The faster-bulk plug-in is developed by the Alibaba Cloud Elasticsearch team. This plug-in aggregates bulk write requests in batches based on the specified maximum request size and aggregation interval. This prevents small bulk requests from blocking the write queue, improves write throughput, and reduces write request rejections. This topic introduces the use scenarios of the plug-in and describes how to use it.

Scenarios

The faster-bulk plug-in is ideal for scenarios with high write throughput and numerous index shards. The plug-in can improve the write throughput by more than 20% in these scenarios.
Notice The faster-bulk plug-in aggregates bulk write requests in batches before it writes data to shards. Therefore, we recommend that you do not use this plug-in in latency-sensitive scenarios.
  • Test environment
    • Node configuration: 3 data nodes and 2 independent client nodes. Each node offers 16 vCPUs and 64 GiB of memory.
    • Dataset: nyc_taixs provided by Rally in open source Elasticsearch. The size of a single document is 650 bytes.
    • Parameter setting: The apack.fasterbulk.combine.interval parameter is set to 200ms.
    • Translog status: Tests are performed in each of the synchronous and asynchronous states. If the index.translog.durability parameter is set to request, translogs are in the synchronous state. If the index.translog.durability parameter is set to async, translogs are in the asynchronous state.
  • Test results
    Translog status Write performance of an open source Elasticsearch cluster without faster-bulk (document/s) Write performance of an Alibaba Cloud Elasticsearch cluster with faster-bulk (document/s) Improved By
    Synchronous 182,314 226,242 23%
    Asynchronous 218,732 241,060 10%
  • Test conclusion

    The write performance is improved in both the synchronous state (default state) and asynchronous state after the faster-bulk plug-in is used. In the synchronous state, the write performance is improved by 23%.

Prerequisites

  • An Alibaba Cloud Elasticsearch V6.7.0 cluster is created.
    For more information, see Create an Alibaba Cloud Elasticsearch cluster.
    Note Only Alibaba Cloud Elasticsearch V6.7.0 clusters of the Standard or Advanced Edition support the faster-bulk plug-in.
  • The faster-bulk plug-in is installed.

    For more information, see Install and remove a built-in plug-in. After the plug-in is installed, the bulk request aggregation feature is disabled by default.

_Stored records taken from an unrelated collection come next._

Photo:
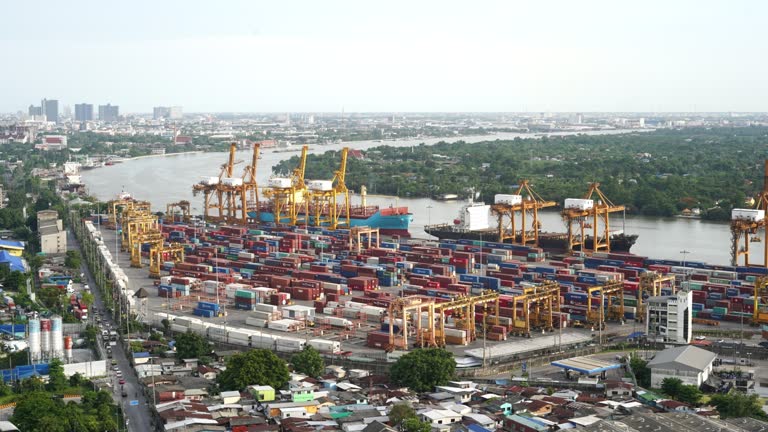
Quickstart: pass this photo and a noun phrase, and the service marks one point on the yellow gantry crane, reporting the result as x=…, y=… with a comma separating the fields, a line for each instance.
x=323, y=198
x=288, y=195
x=746, y=224
x=596, y=208
x=651, y=283
x=611, y=291
x=160, y=252
x=525, y=203
x=538, y=305
x=152, y=238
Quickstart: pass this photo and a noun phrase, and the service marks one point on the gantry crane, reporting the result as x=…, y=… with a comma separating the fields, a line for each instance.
x=160, y=252
x=595, y=206
x=221, y=189
x=524, y=202
x=323, y=198
x=651, y=283
x=467, y=307
x=288, y=194
x=746, y=224
x=538, y=305
x=181, y=208
x=401, y=311
x=151, y=238
x=249, y=196
x=611, y=291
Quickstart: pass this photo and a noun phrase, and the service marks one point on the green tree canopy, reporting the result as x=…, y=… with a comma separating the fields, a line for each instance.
x=255, y=367
x=192, y=345
x=423, y=369
x=309, y=362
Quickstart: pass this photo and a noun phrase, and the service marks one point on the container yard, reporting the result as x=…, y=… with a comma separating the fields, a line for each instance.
x=348, y=290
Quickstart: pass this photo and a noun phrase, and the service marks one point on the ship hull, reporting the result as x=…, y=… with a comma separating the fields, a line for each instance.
x=550, y=242
x=395, y=224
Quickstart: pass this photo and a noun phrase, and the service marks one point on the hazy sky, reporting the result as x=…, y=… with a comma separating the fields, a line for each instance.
x=416, y=55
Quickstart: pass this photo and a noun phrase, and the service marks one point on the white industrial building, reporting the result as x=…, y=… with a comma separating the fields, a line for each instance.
x=690, y=364
x=669, y=318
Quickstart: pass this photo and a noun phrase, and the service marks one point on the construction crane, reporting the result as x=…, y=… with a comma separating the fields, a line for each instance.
x=538, y=305
x=288, y=194
x=323, y=198
x=178, y=208
x=525, y=203
x=595, y=206
x=746, y=224
x=159, y=253
x=651, y=283
x=612, y=290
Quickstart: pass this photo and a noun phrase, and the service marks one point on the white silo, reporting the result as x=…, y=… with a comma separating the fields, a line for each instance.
x=45, y=338
x=57, y=338
x=34, y=339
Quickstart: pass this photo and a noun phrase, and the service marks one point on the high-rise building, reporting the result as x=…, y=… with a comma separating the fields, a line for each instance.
x=669, y=318
x=50, y=110
x=109, y=113
x=35, y=111
x=83, y=112
x=169, y=113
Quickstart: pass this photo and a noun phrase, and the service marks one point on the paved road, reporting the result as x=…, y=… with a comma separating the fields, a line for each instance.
x=138, y=417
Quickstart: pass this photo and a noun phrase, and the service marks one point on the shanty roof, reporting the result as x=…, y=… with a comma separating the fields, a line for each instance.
x=686, y=357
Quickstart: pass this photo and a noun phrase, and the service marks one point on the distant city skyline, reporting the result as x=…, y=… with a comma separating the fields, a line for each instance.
x=429, y=56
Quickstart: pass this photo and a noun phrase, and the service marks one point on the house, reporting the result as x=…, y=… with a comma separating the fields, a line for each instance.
x=440, y=417
x=690, y=364
x=262, y=393
x=618, y=390
x=516, y=423
x=230, y=397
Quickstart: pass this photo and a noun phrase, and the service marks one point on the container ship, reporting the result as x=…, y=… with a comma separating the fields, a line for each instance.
x=389, y=220
x=472, y=224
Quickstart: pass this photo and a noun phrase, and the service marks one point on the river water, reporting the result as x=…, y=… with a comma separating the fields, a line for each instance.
x=165, y=179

Before you use this plug-in, enable this feature.

Enable the bulk request aggregation feature

  1. Log on to the Kibana console of your Alibaba Cloud Elasticsearch cluster.
    For more information, see Log on to the Kibana console.
  2. In the left-side navigation pane, click Dev Tools.
  3. On the Console tab of the page that appears, run the following command to enable the bulk request aggregation feature:
    PUT _cluster/settings
    {
       "transient" : {
          "apack.fasterbulk.combine.enabled":"true"
       }
    }
    Note You can also use the cURL tool or a third-party visualizer to run the preceding command.

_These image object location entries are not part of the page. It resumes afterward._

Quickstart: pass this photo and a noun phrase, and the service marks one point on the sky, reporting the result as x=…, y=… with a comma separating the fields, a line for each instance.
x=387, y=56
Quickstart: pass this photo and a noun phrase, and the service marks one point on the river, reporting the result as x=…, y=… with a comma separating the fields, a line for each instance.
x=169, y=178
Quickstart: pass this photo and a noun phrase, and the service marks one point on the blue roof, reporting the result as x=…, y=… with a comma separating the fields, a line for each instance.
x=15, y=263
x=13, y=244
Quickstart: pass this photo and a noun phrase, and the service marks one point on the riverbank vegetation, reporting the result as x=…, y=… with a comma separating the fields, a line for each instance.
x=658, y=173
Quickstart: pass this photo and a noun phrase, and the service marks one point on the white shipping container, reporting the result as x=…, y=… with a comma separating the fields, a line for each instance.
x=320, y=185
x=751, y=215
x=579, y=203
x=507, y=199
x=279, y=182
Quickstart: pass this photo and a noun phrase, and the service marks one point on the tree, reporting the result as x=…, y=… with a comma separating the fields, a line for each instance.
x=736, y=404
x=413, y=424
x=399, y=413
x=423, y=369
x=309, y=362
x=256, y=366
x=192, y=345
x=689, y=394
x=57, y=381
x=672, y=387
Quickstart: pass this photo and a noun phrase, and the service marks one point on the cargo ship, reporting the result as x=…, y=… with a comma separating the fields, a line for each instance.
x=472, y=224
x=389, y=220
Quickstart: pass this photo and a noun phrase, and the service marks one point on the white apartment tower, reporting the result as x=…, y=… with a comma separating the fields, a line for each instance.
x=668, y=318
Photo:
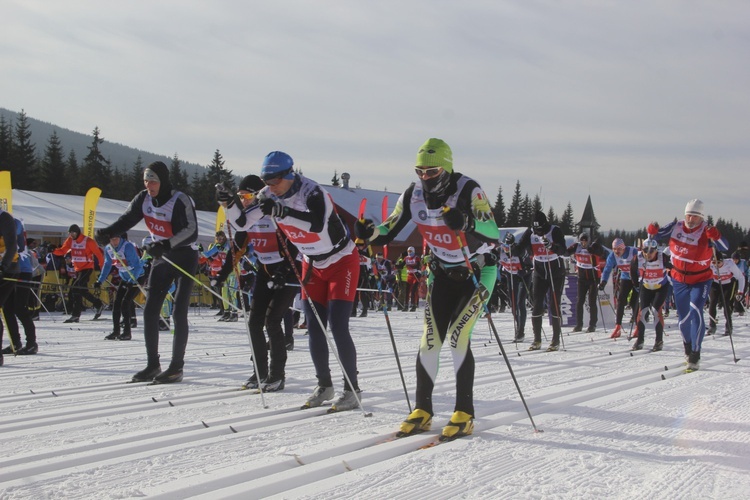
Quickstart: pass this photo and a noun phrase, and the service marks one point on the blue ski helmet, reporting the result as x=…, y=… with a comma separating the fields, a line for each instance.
x=277, y=165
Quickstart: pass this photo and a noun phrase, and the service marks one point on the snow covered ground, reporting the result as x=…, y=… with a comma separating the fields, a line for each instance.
x=614, y=425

Configure the maximum request size and aggregation interval

Run the following command to configure the maximum request size and aggregation interval. If the total size of bulk requests or the aggregation interval on a single data node reaches the configured threshold, the system writes data to shards.
PUT _cluster/settings
{
   "transient" : {
      "apack.fasterbulk.combine.flush_threshold_size":"1mb",
      "apack.fasterbulk.combine.interval":"50"
   }
}
  • apack.fasterbulk.combine.flush_threshold_size: the maximum size of bulk requests. Default value: 1mb.
  • apack.fasterbulk.combine.interval: the maximum interval at which bulk requests are aggregated. Default value: 50. Unit: ms.
Note To process highly concurrent bulk requests and prevent the requests from blocking the write queue, you can increase the maximum request size or aggregation interval based on your business requirements.

Disable the bulk request aggregation feature

Run the following command to disable the bulk request aggregation feature:
PUT _cluster/settings
{
   "transient" : {
      "apack.fasterbulk.combine.enabled":"false"
   }
}